Millennials Don't Care About the Environment or Even Other People

Impact

Millennials apparently don't care about the environment. At least that's the latest result from a survey of different generations and their attitudes toward the environment. 

The reported study looked at over 40 years of data segmented into three generational groups: Boomers, Gen Xers, and Millennials and showed that Millennials were much less civically engaged and much less likely to be interested in a range of social problems. Most dramatically, high schoolers that were surveyed showed the least concern of any previous generation when it came to taking personal action to protect the environment. 

This is a shocking finding because of the specificity of the question. Anyone who is between the ages of 18-30 today knows that their peers are pretty down on government; that's why Obama was so inspiring (for a little while at least). But I think most people would have guessed that young people today cared more, on a personal level, than ever before.  

But forget anecdotes. Social science research backs up the precipitous drop in interest among young people for traditional avenues of social change. For instance, Millennials seem to have no use for labor unions, political parties (see this piece for more evidence), and other institutional levers of change. They favor protest, informal organizations, and cause based campaigns. Kony 2012 is the obvious example here. Whatever you think of the movement at large, it's specificity should be striking. It's not about Africa or even about Uganda, it's about one man. In addition to all of this, Millennials also probably prefer online organizations, Change.org being the biggest example. I'm not bashing this trend; it's good. When one set of institutions becomes so bloated and corrupt, we should find other ways of helping. 

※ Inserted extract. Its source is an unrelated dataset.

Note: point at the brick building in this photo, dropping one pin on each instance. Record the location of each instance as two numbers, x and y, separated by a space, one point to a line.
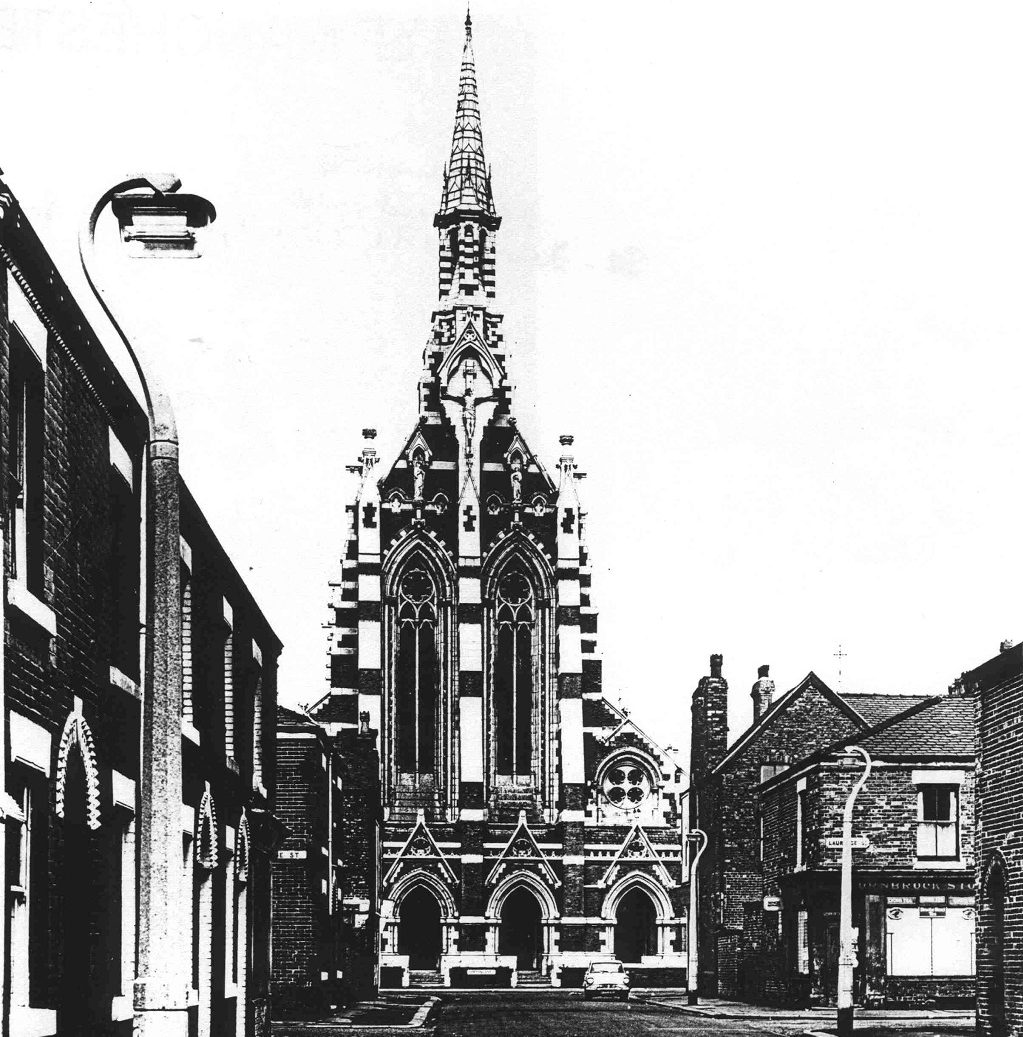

The deeper causes of these results are more worrisome to me though. I've listed similar studies many times on this site, but I'll just reiterate that the pattern of activism is consistent with one of increased narcissism: young people focus on ourselves more than ever. Song lyrics have included steadily more "I" and "me" than "you" and "we" since the 1980s and this comprehensive study over thirty odd years shows that self-centeredness is on the rise. We care about our own activism and how it can glamorize us and about the personalities who oppose the change we want and how they act (Gaddafi, again Kony, and other villains of all types). But the environment does not inherently glamorize. Birds can't thank us when we protect their habitat and plankton can't sign our praises when we clean up oil spills. Thus, I fear environmental causes are neglected. 

The origin of all this, I believe, is a complex of beliefs and attitudes that took root a few decades ago at the beginning of a new age of prosperity along with teaching and learning theory that essentially praised self-esteem above all else. Our generation was raised so that we would, above all, feel good about ourselves -- thus we try to satisfy our desires, when in many cases, the ethical and effective thing to do is to abandon or resist our desires. And to bring this back to environmentalism, notice the willpower that being environmentally conscious requires. One must, in most cases, simply abandon what one wants right now, whether it be meat, a car, fashionable shoes, or less time spent walking to the recyling bin, and just do with less. 

This is hard. It's difficult to put aside one's immediate wants for what one believes is right, especially when what is right is something as abstract as an ecosystem, or lower deficits forty-years from now. The lesson is general though. To have a moral society, one needs more than moral institutions, one needs moral people, and if skepticism towards one's desires is evaporating on a societal scale, then we may be unable to sustain fairness, much less our natural environment.